Boromir sighed. Something Haldir had said, when he had apprehended them in the forest of Lórien, came back to him. 'You cannot go back', and nor could he. How could he go back to his father, and tell him he had broken his oath, made in the name of Gondor? What could he say to his brother, Faramir, from whom he had wrested this errand? And worst of all, what could he say to Aragorn? For now he knew that Aragorn was indeed the king, the heir to the throne of Gondor. No, he could never go back.
He drew his sword and looked at the bright tip. That was one way out of this, perhaps the only way. He did not fear death, he was a soldier and had faced it many times. But disgrace, shame, that was far worse. He felt guilty, this was the real cowardice. Even with his broken trust, they still needed him, his strong arm and sword. But the thought of going on with them knowing, even without any reproach, was unbearable. He stood up and breathed a silent request to be forgiven.
Then his ears caught a sound, familiar to a fighting man like him, the sound of blade on blade and cries of battle. He sheathed his sword and listened intently. It was coming from over the hill, the sound retreating and advancing as the battle raged through the trees. Without hesitating he hurried towards the sound. The men of Gondor did not have the woodland skills of a Ranger like Aragorn, to melt into trees like a shadow or a deer, but he knew the Elven cloak conferred a kind of invisibility in this halflight and woodland, and he could move quickly and quietly enough.
When he got to the top of the hill he stopped behind a stand of trees and looked down. What he saw appalled him. Orcs, scores of them, rushing through the trees. These were not like the usual spawn of Mordor; they were taller than men and powerful, encased in armour and crashing through the trees like great black hounds on the chase of a wounded deer. 'Frodo!' thought Boromir. 'they must have seen him, he must have taken the Ring off!' The thought that he had driven Frodo into the path of these brutes quelled Boromir's caution and he drew his sword and moved down the slope to get a better view.
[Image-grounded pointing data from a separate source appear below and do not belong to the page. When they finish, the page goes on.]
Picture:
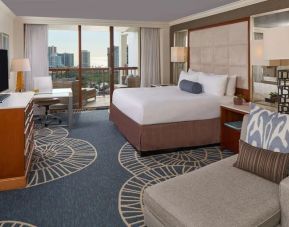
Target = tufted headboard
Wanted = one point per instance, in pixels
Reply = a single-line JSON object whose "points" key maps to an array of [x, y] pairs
{"points": [[222, 49]]}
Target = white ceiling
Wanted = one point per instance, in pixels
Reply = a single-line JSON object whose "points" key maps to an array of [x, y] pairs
{"points": [[133, 10]]}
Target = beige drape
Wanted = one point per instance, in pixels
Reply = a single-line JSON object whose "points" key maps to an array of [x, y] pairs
{"points": [[150, 56]]}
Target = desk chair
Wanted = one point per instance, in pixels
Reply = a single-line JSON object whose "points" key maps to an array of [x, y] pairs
{"points": [[44, 85]]}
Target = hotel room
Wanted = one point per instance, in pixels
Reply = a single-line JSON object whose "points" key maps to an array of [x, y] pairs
{"points": [[152, 113]]}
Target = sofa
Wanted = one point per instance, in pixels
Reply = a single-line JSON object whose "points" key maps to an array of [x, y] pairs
{"points": [[218, 195]]}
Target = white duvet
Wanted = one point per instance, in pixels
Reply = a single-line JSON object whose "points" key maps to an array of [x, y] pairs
{"points": [[169, 104]]}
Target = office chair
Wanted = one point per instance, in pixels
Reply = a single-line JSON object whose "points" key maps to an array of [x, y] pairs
{"points": [[44, 86]]}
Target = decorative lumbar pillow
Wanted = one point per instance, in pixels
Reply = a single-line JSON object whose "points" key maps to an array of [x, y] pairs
{"points": [[270, 165], [268, 130], [213, 84], [190, 86], [231, 85], [186, 76]]}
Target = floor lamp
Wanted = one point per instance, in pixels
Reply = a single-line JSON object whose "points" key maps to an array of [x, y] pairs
{"points": [[179, 57], [20, 65]]}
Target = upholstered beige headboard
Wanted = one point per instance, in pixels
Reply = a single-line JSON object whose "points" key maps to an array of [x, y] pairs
{"points": [[223, 49]]}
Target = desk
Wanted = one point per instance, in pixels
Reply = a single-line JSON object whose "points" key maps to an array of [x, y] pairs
{"points": [[60, 93], [16, 140]]}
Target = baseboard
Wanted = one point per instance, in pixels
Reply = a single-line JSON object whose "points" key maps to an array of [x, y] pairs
{"points": [[12, 183]]}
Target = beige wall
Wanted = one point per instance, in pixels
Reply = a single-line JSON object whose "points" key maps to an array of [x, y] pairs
{"points": [[14, 28], [262, 7]]}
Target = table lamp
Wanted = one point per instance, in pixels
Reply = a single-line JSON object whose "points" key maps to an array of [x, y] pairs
{"points": [[20, 65]]}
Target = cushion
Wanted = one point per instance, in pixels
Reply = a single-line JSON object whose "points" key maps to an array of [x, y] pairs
{"points": [[215, 195], [231, 85], [270, 165], [213, 84], [190, 86], [186, 76], [268, 130]]}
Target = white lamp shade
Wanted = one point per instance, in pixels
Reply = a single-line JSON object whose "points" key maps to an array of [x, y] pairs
{"points": [[276, 43], [20, 65], [178, 54]]}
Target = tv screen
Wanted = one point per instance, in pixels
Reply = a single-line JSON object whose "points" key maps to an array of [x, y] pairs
{"points": [[4, 75]]}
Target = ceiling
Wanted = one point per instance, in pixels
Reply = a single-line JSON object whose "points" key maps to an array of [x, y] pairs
{"points": [[272, 20], [133, 10]]}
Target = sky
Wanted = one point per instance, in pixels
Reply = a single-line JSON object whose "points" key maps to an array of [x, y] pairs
{"points": [[96, 42]]}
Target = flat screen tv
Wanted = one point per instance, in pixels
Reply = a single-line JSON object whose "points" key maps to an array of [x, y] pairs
{"points": [[4, 73]]}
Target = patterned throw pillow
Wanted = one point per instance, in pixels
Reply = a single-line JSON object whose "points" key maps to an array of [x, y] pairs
{"points": [[270, 165], [268, 130]]}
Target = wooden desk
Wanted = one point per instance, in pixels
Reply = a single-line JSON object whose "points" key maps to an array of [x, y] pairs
{"points": [[230, 137], [60, 93], [16, 140]]}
But there was no sign of Frodo. The orcs were bellowing at each other as if the quarry was in view, but Boromir strained his eyes to see through the trees in vain. Then he caught a glimpse of a yellow waistcoat and saw Merry and Pippin, running for their lives but barely ahead of the leading orcs.
The land fell away to a dry water course, crossed by a little bridge. Boromir was struck by dismay, how did these two come here on their own? Had the company been attacked? But he had no time to ponder, for orcs appeared on the far slope, and Merry and Pippin ran onto the bridge only to see them and stop halfway across. Boromir saw Merry seize Pippin and hold onto him as an orc broke from the front rank of the chase and leaped onto the bridge wielding a long-handled axe.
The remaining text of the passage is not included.